La Banque centrale a-t-elle peur de compromettre son indépendance ?

Il y a aussi de ça. La BCE tient en horreur tout ce qui peut ressembler de près ou de loin à de la collaboration trop étroite avec les ministères des finances. Elle a peur de perdre le contrôle de sa politique. En outre, si l’on va jusqu’au bout de la logique et que la BCE rachète de la dette grecque quand les prix obligataires sont bas, elle risque, quand la conjoncture est plus favorable et que les prix des obligations remontent, de faire une perte au moment de les revendre. Elle se retrouverait avec un trou dans son bilan et serait obligée de quémander auprès des Etats pour être renflouée. Mais tout ça reste très hypothétique à l’heure qu’il est…

Pourtant la BCE s’est déjà montrée capable d’être flexible avec ses méthodes…

Bien sûr. En mai 2009, elle a engagé un programme d’achat de 60 milliards d’euros de “covered bonds”, des obligations sécurisées, aux banques. Lundi dernier, la BCE a annoncé qu’elle acceptait les titres de dette grecque comme garantie en contrepartie de ses prêts, quelle que soit la notation financière de ces titres. Les exemples sont nombreux.

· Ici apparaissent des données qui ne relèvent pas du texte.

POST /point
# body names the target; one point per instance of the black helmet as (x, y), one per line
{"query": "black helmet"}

En revanche, contrairement aux Etats-Unis, elle fait attention à ce que ces injections de liquidités n’entraînent pas une augmentation de la masse monétaire et donc un risque de hausse de l’inflation in fine. C’est pourquoi elle n’a pas procédé à des achats fermes de papier souverain mais seulement à des prises en pension.

Et puis surtout, quand elle mène ces politiques monétaires non conventionnelles, elle le fait discrètement, de manière limitée. Elle prend garde au vocabulaire qu’elle emploie : elle ne dit pas “quantitative easing” (assouplissement quantitatif) mais “enhanced credit support” (soutien renforcé au crédit)… Il n’est donc pas exclu qu’un jour, si cela s’avère nécessaire, elle finisse par acheter de la dette souveraine, mais elle l’annoncera sans tambour ni trompette et le fera, là encore, à échelle réduite.